More Than Just Colour: The Physics of a Rainbow

A rainbow is one of nature's most instantly recognizable phenomena — and also one of the most precisely understood. Far from being mysterious, rainbows are the result of well-defined optical physics: the refraction, reflection, and dispersion of sunlight inside spherical water droplets suspended in the atmosphere.

Understanding how rainbows form won't make them any less beautiful. If anything, knowing the science makes each sighting feel even more remarkable.

The Three Key Processes: Refraction, Reflection, Dispersion

1. Refraction

When a ray of sunlight enters a raindrop, it slows down and bends — a process called refraction. Light travels more slowly in water than in air, and this speed change causes the light ray to change direction. Different wavelengths of light bend by slightly different amounts, which is what ultimately separates white sunlight into its component colours.

2. Internal Reflection

Once inside the droplet, the light hits the back surface and reflects internally, bouncing back the way it came (though at an angle). This internal reflection is what sends light back toward the observer rather than passing straight through the droplet.

3. Dispersion

As the reflected light exits the droplet through the front surface, it refracts a second time. Because each colour of light has a different wavelength, each exits at a slightly different angle. Red light exits at about 42°, while violet exits at about 40°. This 2° spread is enough to separate the colours into the familiar arc of the rainbow.

Why Rainbows Are Always Arcs

The arc shape isn't artistic licence — it's geometry. The rainbow always appears at a fixed angle (approximately 42° for red, 40° for violet) from the antisolar point, which is the point directly opposite the sun from the observer's perspective. Since this angle is constant, and the antisolar point is always directly in front of you, the visible portion of the rainbow forms a circular arc around that point.

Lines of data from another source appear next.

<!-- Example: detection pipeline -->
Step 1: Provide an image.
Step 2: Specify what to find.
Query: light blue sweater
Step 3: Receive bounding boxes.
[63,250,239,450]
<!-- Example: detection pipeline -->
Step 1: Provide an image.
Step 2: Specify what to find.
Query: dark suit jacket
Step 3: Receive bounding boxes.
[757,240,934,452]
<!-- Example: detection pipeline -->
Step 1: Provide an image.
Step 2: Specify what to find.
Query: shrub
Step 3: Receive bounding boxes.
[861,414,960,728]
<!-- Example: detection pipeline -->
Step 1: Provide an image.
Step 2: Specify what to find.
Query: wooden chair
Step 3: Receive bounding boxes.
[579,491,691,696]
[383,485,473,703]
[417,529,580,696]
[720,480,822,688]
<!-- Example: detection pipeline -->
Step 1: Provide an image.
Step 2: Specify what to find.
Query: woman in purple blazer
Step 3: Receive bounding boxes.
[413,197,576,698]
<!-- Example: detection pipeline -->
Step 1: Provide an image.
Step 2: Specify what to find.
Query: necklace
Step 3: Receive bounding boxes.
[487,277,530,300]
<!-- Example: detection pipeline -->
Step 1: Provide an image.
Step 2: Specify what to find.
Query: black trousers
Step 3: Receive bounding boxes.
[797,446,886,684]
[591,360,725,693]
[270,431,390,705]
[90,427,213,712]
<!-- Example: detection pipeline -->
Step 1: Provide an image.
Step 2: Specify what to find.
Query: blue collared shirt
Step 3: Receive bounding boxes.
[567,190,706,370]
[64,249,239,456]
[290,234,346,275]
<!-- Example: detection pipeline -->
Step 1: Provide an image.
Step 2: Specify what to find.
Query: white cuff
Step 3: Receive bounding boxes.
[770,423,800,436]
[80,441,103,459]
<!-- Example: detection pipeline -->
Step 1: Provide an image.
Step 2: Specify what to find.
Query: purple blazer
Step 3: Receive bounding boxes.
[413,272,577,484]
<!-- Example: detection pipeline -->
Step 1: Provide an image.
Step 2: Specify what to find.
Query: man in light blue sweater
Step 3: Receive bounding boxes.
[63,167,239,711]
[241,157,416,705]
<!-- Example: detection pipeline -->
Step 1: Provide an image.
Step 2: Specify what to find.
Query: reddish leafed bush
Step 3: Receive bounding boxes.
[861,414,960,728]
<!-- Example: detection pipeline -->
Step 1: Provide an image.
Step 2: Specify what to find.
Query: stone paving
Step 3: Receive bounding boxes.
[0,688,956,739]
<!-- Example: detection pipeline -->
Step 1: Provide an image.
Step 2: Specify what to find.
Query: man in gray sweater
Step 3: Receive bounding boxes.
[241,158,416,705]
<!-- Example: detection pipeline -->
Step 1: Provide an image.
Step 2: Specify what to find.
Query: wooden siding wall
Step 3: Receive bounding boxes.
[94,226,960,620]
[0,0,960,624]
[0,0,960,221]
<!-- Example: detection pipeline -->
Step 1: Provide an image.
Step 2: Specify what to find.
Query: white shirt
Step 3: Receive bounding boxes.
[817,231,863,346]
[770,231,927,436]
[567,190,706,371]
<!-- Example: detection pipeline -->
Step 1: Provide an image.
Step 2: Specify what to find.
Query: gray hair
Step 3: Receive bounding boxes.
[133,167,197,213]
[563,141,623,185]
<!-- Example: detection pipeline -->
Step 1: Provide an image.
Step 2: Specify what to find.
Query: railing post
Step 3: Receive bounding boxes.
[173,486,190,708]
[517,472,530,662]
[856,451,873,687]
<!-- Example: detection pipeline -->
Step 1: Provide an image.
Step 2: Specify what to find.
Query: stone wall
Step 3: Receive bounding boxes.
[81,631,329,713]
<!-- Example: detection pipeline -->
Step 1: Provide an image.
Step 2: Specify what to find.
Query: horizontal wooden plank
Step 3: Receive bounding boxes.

From the ground, the horizon cuts this circle in half, so you see a semicircle at most. From an aircraft above the clouds, you can sometimes see a full circular rainbow — a breathtaking sight.

Double Rainbows Explained

A secondary rainbow — the fainter, wider arc sometimes visible outside the primary bow — forms when light undergoes two internal reflections inside the raindrop instead of one. This extra reflection does two things:

  • It reverses the colour order: red appears on the inside of the secondary bow, violet on the outside (opposite to the primary).
  • It makes the bow dimmer, since some light escapes with each reflection.

The region between the two bows, called Alexander's dark band, appears noticeably darker than the rest of the sky — a subtle but beautiful optical effect worth looking for.

Other Rainbow Variants Worth Knowing

  • Moonbow (lunar rainbow): A rainbow produced by moonlight instead of sunlight. Appears white or very pale to the human eye because moonlight is too dim to activate colour vision strongly, but full colour is revealed in long-exposure photographs.
  • Fogbow: Formed by tiny water droplets in fog. Because the droplets are so small, diffraction smears the colours together, producing a broad, nearly white arc with faint reddish and bluish edges.
  • Red rainbow: Seen at sunrise or sunset when the sun is very low. Blue and green light is scattered away by the long atmospheric path, leaving only red and orange wavelengths to form the bow.
  • Supernumerary rainbow: A series of faint, closely spaced arcs just inside the primary bow's violet edge, caused by wave interference between light paths through similarly sized droplets.

The Best Conditions for Rainbow Spotting

To see a rainbow, you need three things in alignment:

  1. Rain or water droplets in the air ahead of you
  2. Sunlight behind you — the sun must be shining on your back
  3. Low sun angle — the sun should be no more than about 42° above the horizon, meaning rainbows are most common in the morning or late afternoon

The most vivid rainbows occur with large, uniform raindrops and a clear sky behind the rain shower so the full arc is visible against a dark backdrop.